If a "bot" hits this "interface" does that count as being "seen"
The web's failing, its inability (unwillingness) to accept non-interactive use (no good for advertising), is Cloudflare's success
A strange thing to celebrate. MITM'ing the majority of the web for "security". Could there be a better way
Another source of amusement is the "You've been blocked" Cloudflare page showing the user's IP address and suggesting contacting the site operator might solve the problem
The truth is that sending an acceptable user-agent header value solves the problem
"You" are not being blocked (Cloudflare does not who "you" are), your IP address is not being blocked, the _request_ you sent was blocked because of crude heuristics
If a site operator wants a certain header value (why) then it should publish the list of acceptable values
Send another request with an acceptable header value and the requests succeeds. It appears "you" are not blocked, same IP address, same living, breathing, thinking person sending the request
Because that is a lot of energy spent too have done advance research for an UI that is basic (just a checkbox), not particularly great and common before and after cloudflare...

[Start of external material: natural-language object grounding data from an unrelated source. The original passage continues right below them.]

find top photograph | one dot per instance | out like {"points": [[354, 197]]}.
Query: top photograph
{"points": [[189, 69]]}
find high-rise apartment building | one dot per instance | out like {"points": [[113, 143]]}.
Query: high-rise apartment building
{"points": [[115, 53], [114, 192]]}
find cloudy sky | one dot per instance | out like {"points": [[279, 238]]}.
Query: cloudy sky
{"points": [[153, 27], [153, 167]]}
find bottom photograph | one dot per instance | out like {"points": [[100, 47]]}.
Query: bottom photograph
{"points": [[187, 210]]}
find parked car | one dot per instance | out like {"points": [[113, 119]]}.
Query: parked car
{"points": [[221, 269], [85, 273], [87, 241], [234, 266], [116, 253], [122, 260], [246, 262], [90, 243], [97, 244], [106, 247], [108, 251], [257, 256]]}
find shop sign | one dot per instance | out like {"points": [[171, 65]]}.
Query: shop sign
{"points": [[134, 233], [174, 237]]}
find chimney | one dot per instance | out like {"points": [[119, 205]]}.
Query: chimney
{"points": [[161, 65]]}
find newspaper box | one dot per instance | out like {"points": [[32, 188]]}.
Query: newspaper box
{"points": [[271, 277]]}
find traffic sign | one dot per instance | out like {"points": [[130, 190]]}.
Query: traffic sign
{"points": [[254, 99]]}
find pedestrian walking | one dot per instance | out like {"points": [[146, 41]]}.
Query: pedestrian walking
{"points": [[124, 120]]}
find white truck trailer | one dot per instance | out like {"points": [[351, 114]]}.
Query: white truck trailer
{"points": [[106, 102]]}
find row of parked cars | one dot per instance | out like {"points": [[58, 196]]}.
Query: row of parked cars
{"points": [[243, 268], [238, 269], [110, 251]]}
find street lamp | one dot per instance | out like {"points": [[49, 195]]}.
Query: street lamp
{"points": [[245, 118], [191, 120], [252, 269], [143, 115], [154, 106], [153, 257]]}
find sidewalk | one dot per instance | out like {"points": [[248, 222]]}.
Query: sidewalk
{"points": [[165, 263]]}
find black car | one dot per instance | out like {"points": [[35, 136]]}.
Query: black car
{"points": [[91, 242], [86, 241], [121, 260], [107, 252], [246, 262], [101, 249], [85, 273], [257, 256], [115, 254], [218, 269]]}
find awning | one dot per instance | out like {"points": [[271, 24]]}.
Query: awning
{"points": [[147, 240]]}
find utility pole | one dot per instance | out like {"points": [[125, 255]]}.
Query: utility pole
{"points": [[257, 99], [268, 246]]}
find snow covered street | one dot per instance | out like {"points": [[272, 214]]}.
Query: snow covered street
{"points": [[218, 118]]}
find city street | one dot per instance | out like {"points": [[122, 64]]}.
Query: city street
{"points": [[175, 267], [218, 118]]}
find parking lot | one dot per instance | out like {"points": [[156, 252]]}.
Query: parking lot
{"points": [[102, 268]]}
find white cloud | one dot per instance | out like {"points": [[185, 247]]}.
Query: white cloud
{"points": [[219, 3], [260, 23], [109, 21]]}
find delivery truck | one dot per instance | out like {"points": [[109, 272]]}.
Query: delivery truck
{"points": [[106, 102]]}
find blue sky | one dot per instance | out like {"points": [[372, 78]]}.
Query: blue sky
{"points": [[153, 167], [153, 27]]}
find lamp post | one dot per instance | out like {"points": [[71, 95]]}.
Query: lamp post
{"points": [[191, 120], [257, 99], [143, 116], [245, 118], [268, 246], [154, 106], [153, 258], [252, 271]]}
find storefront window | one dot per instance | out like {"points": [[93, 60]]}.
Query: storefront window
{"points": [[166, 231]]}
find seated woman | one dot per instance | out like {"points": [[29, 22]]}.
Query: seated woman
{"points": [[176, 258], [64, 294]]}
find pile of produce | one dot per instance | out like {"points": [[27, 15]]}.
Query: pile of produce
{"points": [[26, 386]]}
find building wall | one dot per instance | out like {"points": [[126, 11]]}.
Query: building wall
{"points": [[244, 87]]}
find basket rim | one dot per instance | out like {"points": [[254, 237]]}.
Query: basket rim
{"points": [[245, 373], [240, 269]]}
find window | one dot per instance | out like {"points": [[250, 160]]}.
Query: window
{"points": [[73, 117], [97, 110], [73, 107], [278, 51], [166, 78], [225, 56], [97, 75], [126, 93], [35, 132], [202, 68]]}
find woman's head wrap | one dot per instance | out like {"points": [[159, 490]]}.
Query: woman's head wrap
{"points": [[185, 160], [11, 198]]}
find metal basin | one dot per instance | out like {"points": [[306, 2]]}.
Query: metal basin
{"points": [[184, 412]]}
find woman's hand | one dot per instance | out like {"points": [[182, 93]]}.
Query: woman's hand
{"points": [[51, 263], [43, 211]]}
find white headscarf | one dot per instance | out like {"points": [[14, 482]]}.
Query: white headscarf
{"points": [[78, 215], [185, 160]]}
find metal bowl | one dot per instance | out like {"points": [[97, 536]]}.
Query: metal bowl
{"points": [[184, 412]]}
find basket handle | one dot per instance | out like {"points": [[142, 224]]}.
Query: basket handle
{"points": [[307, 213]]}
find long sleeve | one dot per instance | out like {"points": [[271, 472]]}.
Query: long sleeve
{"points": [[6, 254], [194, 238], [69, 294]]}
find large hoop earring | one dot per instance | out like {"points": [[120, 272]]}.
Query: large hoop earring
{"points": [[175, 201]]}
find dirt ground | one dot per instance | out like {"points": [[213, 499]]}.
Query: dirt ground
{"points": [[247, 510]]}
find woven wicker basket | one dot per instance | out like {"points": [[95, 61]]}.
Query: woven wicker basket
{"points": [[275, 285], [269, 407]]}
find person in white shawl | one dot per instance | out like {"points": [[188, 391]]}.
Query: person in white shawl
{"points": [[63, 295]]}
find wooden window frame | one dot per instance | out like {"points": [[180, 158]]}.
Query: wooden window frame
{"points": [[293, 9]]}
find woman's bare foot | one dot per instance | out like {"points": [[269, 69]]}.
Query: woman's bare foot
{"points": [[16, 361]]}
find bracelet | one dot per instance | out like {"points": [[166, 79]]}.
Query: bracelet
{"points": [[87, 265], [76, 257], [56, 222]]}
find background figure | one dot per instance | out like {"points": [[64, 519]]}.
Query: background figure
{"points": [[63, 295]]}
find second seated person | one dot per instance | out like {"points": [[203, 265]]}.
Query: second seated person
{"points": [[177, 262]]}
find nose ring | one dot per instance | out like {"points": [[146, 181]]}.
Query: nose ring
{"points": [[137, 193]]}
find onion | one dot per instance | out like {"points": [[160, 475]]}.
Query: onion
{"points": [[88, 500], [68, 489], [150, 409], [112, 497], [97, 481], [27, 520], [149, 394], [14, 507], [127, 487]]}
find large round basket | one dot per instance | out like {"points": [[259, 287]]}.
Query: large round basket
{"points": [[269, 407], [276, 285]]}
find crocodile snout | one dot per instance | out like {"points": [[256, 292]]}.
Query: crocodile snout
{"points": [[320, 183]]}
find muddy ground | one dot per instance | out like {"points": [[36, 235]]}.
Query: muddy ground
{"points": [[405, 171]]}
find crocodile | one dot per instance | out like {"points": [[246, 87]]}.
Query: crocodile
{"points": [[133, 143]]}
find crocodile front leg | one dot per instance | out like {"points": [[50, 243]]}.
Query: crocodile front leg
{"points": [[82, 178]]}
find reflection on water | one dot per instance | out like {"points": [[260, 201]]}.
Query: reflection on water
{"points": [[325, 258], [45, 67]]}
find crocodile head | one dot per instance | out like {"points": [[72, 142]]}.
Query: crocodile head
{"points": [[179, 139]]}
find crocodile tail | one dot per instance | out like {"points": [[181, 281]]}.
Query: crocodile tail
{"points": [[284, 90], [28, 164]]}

And a personal rant, I don't understand how they can be proud of themselves when you see the wasted time and energy supported by users to browse the pages that are being Cloudflare.
Imagine this billions of "click-wait" uselessely done by users everyday worldwide
We needed a new account on $MAJORSITE and we just could not get trough the captcha - I know, it's getting insane - In the end, we gave up, and just told $AI to make the account for us.
Something is going seriously wrong on the internet.
I can't be the only one.
It's slow and annoying, AI overview is good enough for me most of the times so that added time I bet makes websites lose a lot of visits.
> 5 out of 8 points versus just 3 for "I am human." For the verifying state, it was even more dramatic — 7.5 versus 0.5.
n × p >= 5? (Sample size and margins of errors. Is 5:3 even meaningful or is this rather random personal preference?) Apparent splitting of missing or inconclusive data points? (7.5 vs. 0.5 out of a total of 8 subjects.) What kind of (social) research is this supposed to be?
Now, websites ask me to verify "I'm human", networks and services are starting to address their users as specifically "humans", and discourse is almost always about whether something or other is written by a "human" instead of just not slop.
I get that reality is what it is, but it just feels icky.